Gupta agrees enterprises that need to build this kind of functionality should do so once and then reuse it. “Take everything they need in common — security, monitoring, access controls — and build it as part of an enterprise-level platform,” he says.

He calls it an AI gateway, with the open source MLflow AI Gateway being one example. Released last May, it’s already been deprecated in favor of the MLflow Deployments Server. Another tool his company is using is Arthur AI’s Arthur Shield, a firewall for LLMs. It filters prompt injection attacks, profanity, and other malicious or dangerous prompts.

And then there’s Ragas, which helps check a gen AI response against the actual information in a vector database in order to improve accuracy and reduce hallucinations.

“There are many such projects both in the open source and the commercial space,” he says.

Third-party AI platforms, startups, and consultants are also rushing in to fill the gaps.

“The way the AI ecosystem is evolving is surprising,” says Gupta. “We thought the pace would slow down but it’s not. It’s rapidly increasing.”

So to get to market faster, Xebia is weaving these different projects together, he says, but it doesn’t help that AI companies keep coming up with new stuff like autonomous AI-powered agents, for example.

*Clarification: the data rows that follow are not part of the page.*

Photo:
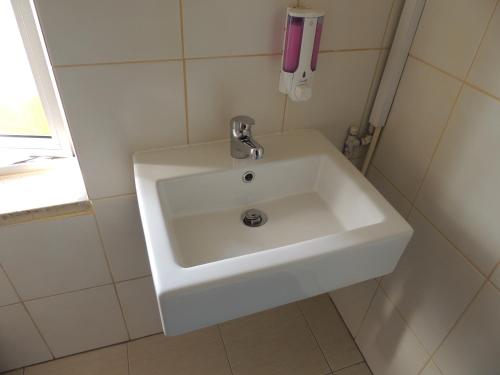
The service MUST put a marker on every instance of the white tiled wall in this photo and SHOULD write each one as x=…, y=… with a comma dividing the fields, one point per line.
x=437, y=163
x=135, y=75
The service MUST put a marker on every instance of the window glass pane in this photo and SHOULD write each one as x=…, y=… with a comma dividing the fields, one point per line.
x=21, y=111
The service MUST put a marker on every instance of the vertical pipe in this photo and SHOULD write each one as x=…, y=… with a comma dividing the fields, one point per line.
x=405, y=32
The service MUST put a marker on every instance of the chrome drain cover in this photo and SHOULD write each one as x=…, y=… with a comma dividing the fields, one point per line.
x=253, y=218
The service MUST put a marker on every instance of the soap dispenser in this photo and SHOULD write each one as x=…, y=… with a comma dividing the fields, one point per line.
x=300, y=52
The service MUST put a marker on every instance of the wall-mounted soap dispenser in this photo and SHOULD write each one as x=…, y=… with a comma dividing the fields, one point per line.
x=300, y=52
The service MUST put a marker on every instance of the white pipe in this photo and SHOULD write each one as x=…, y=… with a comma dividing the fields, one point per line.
x=405, y=32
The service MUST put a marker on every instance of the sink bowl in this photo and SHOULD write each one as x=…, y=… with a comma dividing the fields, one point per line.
x=327, y=227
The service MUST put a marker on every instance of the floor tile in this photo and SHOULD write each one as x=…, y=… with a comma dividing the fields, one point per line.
x=140, y=307
x=75, y=322
x=276, y=341
x=20, y=342
x=200, y=352
x=473, y=347
x=106, y=361
x=386, y=341
x=48, y=257
x=353, y=302
x=333, y=337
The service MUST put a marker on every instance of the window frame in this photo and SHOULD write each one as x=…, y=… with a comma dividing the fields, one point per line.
x=59, y=143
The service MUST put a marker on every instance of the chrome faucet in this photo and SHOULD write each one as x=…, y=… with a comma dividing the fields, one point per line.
x=242, y=143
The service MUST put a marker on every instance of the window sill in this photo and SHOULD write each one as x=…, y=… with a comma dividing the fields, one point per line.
x=28, y=196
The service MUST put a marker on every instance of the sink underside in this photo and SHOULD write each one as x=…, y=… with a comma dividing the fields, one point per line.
x=326, y=228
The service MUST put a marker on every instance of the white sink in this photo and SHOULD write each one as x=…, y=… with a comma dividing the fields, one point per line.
x=327, y=227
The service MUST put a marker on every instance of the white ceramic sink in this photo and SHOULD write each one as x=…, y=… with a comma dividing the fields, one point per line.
x=327, y=227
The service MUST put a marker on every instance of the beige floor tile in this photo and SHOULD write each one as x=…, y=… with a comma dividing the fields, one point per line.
x=276, y=341
x=331, y=332
x=199, y=352
x=359, y=369
x=109, y=361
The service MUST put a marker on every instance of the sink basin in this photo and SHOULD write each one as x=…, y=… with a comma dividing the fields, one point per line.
x=327, y=227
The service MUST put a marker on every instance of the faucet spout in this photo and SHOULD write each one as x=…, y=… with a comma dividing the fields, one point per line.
x=242, y=144
x=255, y=150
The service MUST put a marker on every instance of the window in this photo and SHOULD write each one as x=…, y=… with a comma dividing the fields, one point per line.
x=32, y=124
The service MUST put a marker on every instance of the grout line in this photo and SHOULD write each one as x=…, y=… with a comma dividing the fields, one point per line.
x=314, y=336
x=450, y=242
x=283, y=119
x=376, y=75
x=108, y=265
x=216, y=57
x=78, y=290
x=211, y=57
x=415, y=208
x=455, y=324
x=350, y=334
x=80, y=353
x=152, y=61
x=348, y=367
x=113, y=196
x=184, y=72
x=225, y=348
x=27, y=311
x=367, y=309
x=455, y=103
x=128, y=358
x=463, y=81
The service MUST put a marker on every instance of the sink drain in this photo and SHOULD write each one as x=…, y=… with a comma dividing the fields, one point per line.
x=253, y=218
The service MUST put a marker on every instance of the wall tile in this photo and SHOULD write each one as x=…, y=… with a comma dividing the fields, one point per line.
x=393, y=22
x=432, y=284
x=7, y=294
x=393, y=196
x=473, y=346
x=485, y=69
x=340, y=90
x=219, y=89
x=388, y=345
x=229, y=27
x=450, y=31
x=53, y=256
x=419, y=114
x=121, y=231
x=121, y=30
x=431, y=369
x=106, y=361
x=276, y=341
x=138, y=300
x=332, y=335
x=352, y=24
x=20, y=342
x=114, y=110
x=79, y=321
x=353, y=302
x=460, y=194
x=196, y=353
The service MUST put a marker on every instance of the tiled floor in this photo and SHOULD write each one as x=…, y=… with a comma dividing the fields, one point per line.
x=304, y=338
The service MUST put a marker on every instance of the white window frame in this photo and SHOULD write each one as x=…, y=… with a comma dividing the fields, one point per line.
x=59, y=144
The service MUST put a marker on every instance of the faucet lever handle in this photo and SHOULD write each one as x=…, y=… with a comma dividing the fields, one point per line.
x=242, y=124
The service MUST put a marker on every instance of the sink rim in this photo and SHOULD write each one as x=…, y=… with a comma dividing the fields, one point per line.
x=175, y=278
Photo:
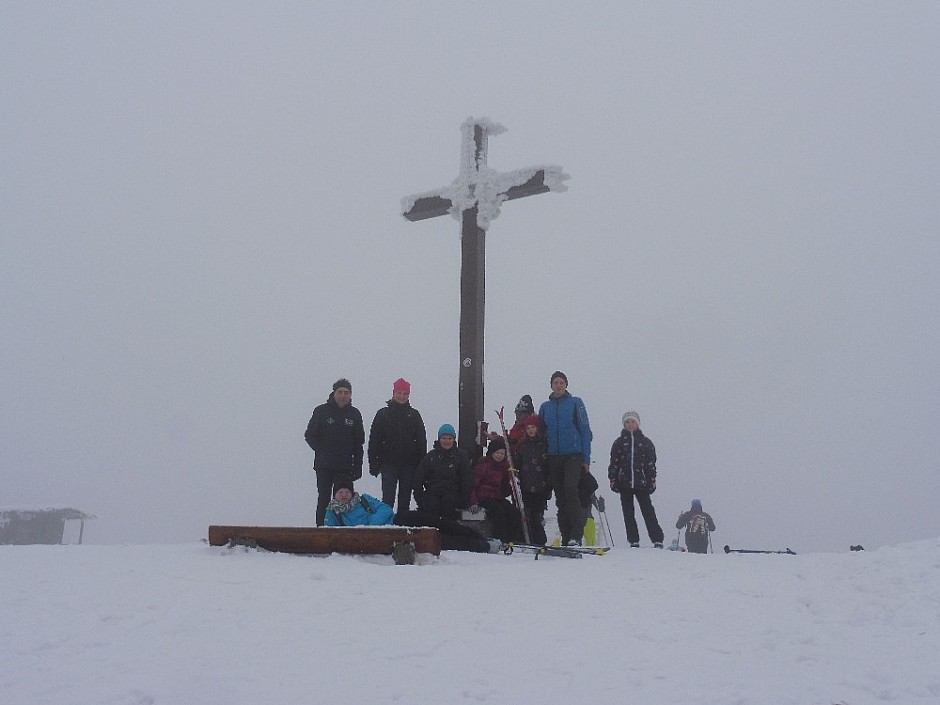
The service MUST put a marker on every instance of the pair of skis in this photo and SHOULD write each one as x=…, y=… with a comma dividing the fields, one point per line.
x=786, y=551
x=556, y=551
x=514, y=479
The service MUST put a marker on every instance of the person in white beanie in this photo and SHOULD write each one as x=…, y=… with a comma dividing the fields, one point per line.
x=632, y=473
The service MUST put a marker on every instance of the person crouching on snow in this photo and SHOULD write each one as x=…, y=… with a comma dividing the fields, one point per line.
x=491, y=486
x=348, y=508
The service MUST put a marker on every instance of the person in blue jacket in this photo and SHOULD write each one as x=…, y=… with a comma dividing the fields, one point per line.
x=349, y=508
x=336, y=435
x=568, y=432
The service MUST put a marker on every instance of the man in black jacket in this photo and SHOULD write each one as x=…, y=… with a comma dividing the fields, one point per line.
x=698, y=525
x=336, y=435
x=397, y=443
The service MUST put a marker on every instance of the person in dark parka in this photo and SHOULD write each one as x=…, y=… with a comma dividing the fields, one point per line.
x=632, y=473
x=443, y=479
x=336, y=435
x=698, y=526
x=491, y=487
x=531, y=458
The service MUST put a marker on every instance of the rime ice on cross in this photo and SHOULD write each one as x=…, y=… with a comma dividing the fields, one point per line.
x=475, y=198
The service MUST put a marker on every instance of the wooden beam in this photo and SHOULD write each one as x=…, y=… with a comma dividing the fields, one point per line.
x=428, y=207
x=312, y=539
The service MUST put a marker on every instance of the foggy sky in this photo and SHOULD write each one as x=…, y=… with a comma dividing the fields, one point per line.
x=200, y=233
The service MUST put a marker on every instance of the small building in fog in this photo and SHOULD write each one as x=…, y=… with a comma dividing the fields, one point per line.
x=29, y=526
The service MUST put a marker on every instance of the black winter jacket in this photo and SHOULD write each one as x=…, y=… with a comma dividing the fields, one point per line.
x=336, y=436
x=397, y=437
x=632, y=460
x=531, y=456
x=444, y=473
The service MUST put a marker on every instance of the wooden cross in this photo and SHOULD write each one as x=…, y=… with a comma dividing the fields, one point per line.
x=475, y=198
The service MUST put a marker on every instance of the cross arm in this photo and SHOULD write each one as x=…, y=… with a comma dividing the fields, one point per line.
x=424, y=207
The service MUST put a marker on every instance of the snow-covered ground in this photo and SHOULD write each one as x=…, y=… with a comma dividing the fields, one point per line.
x=191, y=624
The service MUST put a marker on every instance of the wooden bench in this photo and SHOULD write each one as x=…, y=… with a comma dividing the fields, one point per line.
x=320, y=539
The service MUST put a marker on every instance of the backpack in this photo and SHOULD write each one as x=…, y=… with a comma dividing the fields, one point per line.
x=697, y=524
x=365, y=505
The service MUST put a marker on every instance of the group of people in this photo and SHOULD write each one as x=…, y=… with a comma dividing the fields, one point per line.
x=549, y=450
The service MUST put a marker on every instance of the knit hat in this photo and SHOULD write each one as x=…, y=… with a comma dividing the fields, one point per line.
x=342, y=482
x=446, y=430
x=495, y=445
x=525, y=405
x=401, y=385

“If you’re using autonomous agents, how do you actually measure the efficacy of your overall agents project?” he asks. “It’s a challenge to actually monitor and control.”

Today, Xebia hobbles agents, curtailing their autonomy and allowing them to carry out only very limited and precise tasks. “That’s the only way to do it right now,” he adds. “Limit the skills they have access to, and have a central controller so they’re not talking to each other. We control it until we have more evolved understanding and feedback loops. This is a pretty new area, so it’s interesting to see how this evolves.”

Building guardrails

According to the survey, compliance and privacy were top concerns for companies looking to implement gen AI, ahead of reliability, cost, and lack of technical skills.

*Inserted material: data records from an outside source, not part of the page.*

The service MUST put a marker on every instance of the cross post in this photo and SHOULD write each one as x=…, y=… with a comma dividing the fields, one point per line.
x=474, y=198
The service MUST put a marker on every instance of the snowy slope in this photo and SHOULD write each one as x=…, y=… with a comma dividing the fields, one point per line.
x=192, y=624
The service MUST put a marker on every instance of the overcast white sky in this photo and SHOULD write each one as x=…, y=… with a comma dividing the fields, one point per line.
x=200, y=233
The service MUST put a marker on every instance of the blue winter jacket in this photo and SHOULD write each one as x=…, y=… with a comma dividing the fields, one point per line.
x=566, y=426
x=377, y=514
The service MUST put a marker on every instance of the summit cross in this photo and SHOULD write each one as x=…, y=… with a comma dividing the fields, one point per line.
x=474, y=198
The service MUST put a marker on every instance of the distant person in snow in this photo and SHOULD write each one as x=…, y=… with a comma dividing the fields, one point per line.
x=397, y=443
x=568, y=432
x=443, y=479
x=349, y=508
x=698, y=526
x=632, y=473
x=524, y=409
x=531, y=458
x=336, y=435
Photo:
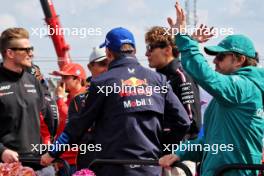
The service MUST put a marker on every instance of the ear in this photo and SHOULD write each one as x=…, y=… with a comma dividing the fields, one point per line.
x=168, y=51
x=89, y=66
x=241, y=60
x=109, y=55
x=9, y=53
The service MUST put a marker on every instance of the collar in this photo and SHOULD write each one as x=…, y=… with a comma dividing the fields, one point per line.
x=10, y=74
x=171, y=67
x=75, y=93
x=127, y=60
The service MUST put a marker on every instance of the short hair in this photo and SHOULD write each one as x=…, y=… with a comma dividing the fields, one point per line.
x=9, y=35
x=158, y=35
x=125, y=50
x=249, y=61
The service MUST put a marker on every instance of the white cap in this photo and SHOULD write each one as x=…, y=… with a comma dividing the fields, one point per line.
x=97, y=55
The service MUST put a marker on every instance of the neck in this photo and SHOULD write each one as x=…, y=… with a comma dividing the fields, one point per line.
x=11, y=66
x=166, y=62
x=75, y=90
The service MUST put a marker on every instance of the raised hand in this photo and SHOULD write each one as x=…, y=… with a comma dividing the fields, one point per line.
x=180, y=24
x=167, y=160
x=203, y=33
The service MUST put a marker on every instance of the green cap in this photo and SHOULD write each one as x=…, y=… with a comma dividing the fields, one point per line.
x=233, y=43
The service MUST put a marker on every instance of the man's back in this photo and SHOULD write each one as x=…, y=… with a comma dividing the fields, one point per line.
x=128, y=121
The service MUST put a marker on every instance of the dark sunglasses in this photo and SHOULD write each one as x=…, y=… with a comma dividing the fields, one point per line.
x=221, y=56
x=27, y=49
x=151, y=47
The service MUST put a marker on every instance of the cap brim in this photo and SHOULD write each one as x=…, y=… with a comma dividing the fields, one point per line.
x=100, y=59
x=214, y=50
x=59, y=73
x=102, y=45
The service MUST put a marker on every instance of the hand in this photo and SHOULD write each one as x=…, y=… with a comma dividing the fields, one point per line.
x=203, y=34
x=180, y=24
x=9, y=156
x=167, y=160
x=46, y=159
x=60, y=90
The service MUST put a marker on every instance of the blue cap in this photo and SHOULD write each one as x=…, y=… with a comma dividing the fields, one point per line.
x=117, y=37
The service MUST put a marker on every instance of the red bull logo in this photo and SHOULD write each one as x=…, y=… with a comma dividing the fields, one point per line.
x=134, y=82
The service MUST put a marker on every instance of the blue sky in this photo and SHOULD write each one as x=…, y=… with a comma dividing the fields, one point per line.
x=244, y=17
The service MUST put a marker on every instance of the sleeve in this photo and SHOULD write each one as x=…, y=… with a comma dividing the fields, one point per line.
x=222, y=87
x=2, y=148
x=63, y=113
x=44, y=131
x=78, y=123
x=192, y=155
x=175, y=115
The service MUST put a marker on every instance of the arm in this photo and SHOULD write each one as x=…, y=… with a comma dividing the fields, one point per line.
x=175, y=115
x=222, y=87
x=78, y=123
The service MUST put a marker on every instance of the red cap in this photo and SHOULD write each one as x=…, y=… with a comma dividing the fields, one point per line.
x=71, y=69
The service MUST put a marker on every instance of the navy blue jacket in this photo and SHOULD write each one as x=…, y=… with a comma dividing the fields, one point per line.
x=128, y=124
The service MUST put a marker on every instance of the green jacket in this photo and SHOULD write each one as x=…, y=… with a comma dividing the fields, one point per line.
x=234, y=118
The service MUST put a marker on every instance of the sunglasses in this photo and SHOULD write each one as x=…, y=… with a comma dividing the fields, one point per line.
x=151, y=47
x=221, y=56
x=27, y=49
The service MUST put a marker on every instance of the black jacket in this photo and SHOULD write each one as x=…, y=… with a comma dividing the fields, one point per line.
x=128, y=125
x=187, y=91
x=21, y=101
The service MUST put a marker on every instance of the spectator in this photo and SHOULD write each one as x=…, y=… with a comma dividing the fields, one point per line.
x=128, y=123
x=73, y=81
x=98, y=62
x=234, y=118
x=21, y=97
x=50, y=116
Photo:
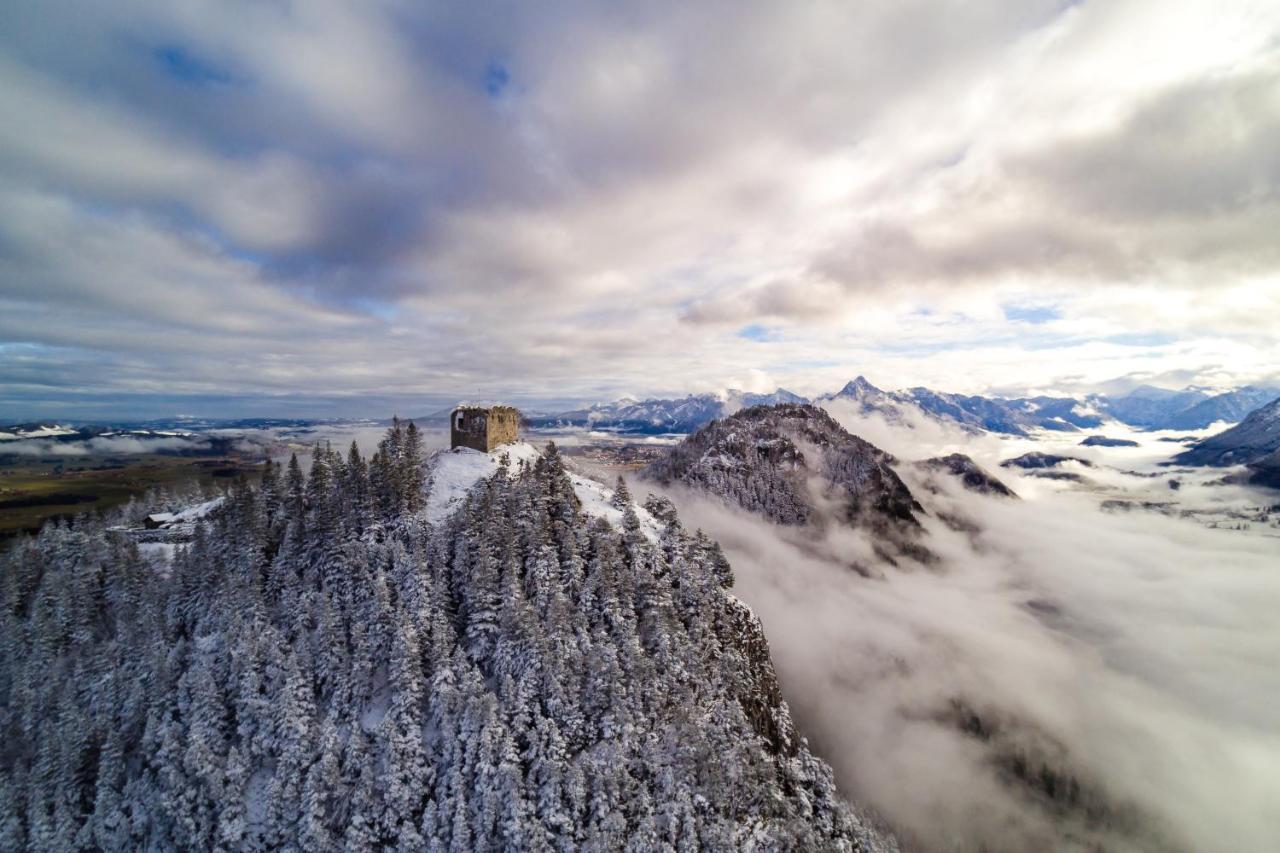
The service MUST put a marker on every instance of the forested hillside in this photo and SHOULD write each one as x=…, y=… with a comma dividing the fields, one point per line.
x=323, y=669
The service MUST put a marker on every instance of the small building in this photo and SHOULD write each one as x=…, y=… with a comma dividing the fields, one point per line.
x=156, y=520
x=483, y=428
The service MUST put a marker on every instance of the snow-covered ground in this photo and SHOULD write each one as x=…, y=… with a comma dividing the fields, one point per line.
x=452, y=474
x=190, y=515
x=40, y=432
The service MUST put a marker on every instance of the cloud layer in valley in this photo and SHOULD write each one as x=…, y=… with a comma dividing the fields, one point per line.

Similarly, in the IBM survey, for companies not implementing gen AI, data privacy was cited as the barrier by 57% of respondents, and transparency by 43%. In addition, 85% of all respondents said consumers would be more likely to pick companies with transparent and ethical AI practices, but fewer than half are working toward reducing bias, tracking data provenance, working on making AI explainable, or developing ethical AI policies.

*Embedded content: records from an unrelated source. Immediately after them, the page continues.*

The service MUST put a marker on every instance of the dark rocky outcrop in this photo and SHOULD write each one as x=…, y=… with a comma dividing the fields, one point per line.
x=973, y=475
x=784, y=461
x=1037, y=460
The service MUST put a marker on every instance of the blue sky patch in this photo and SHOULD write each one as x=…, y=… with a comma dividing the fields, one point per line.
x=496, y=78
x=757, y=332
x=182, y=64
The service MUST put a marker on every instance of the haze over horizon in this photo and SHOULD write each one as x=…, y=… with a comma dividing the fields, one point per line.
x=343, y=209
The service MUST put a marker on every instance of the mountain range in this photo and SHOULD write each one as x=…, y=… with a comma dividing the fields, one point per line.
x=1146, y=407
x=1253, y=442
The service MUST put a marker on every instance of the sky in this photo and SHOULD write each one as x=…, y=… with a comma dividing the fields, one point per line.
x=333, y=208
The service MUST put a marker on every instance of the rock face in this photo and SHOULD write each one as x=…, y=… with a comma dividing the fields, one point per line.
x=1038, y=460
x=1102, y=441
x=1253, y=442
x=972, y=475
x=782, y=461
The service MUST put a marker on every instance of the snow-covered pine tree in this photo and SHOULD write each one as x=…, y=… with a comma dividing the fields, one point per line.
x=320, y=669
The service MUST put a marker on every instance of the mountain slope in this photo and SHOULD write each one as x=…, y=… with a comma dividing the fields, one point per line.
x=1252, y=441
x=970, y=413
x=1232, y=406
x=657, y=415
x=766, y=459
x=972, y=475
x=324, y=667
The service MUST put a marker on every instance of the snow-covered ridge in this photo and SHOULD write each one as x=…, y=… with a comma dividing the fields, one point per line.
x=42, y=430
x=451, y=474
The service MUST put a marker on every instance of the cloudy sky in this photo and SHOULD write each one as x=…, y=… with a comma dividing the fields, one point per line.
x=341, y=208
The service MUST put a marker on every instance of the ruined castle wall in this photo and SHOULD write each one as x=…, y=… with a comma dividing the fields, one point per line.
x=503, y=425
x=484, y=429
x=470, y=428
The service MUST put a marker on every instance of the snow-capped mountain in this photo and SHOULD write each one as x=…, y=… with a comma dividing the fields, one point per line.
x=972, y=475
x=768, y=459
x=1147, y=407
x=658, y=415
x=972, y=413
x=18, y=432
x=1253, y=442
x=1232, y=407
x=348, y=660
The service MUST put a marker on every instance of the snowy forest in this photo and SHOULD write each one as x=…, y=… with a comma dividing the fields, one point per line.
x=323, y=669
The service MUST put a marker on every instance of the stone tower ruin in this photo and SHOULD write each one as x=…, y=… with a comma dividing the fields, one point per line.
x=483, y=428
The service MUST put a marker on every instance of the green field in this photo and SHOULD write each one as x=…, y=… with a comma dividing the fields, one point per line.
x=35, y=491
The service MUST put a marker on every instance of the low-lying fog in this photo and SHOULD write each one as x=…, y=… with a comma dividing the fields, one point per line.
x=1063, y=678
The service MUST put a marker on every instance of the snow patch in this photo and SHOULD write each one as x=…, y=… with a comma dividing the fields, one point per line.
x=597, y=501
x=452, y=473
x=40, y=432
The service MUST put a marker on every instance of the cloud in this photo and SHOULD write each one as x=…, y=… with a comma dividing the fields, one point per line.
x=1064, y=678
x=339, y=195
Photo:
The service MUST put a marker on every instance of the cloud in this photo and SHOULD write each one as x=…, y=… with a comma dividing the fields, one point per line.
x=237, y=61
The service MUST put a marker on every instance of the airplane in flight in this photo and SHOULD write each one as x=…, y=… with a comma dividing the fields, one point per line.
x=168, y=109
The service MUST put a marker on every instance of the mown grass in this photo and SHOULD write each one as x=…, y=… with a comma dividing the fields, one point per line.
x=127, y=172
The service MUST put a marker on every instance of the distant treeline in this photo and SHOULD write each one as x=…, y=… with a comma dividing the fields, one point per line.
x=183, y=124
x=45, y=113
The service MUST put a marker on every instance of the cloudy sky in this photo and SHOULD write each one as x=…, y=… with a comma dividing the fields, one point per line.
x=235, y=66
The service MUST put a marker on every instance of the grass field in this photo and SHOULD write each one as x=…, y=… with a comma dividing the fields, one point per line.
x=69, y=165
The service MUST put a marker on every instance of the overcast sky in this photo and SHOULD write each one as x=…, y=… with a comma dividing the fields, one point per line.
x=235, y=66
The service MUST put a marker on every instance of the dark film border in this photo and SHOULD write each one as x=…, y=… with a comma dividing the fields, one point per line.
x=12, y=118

It’s easy for technologists to focus on technical solutions. Ethical AI goes beyond the technology to include legal and compliance perspectives, and issues of corporate values and identity. So this is an area where CIOs or chief AI officers can step up and help guide the larger organizations.

And it goes even further than that. Setting up gen AI-friendly data infrastructures, security and management controls, and ethical guide rails can be the first step on the journey to fully operationalize LLMs.

Gen AI will require CIOs to rethink technology, says Matt Barrington, EY Americas emerging technologies leader. Prior to gen AI, software was deterministic, he says.

“You’d design, build, test, and iterate until the software behaved as expected,” he says. “If it didn’t, it was a bug, and you’d go back and fix it. And if it did, you’d deploy it into production.” All the large compute stacks, regardless of software pattern, were deterministic. Now, other than quantum computing, gen AI is the first broadly known non-deterministic software pattern, he says. “The bug is actually the feature. The fact it can generate things on its own is the main selling point.”

That doesn’t mean the old stuff should all be thrown out. MLOps and Pytorch are still important, he says, as is knowing when to do a RAG embedding model, a DAG, or go multi-modal, as well as getting data ready for gen AI.

“All those things will remain and be important,” he says. “But you’ll have the emergence of a new non-deterministic platform stack that’ll sit alongside the traditional stack with a whole new area of infrastructure engineering and ops that will emerge to support those capabilities.”

This will change how businesses operate at a core level, and moving in this direction to become a truly AI-powered enterprise will be a fast-paced shift, he says. “Watching this emerge will be very cool,” he says.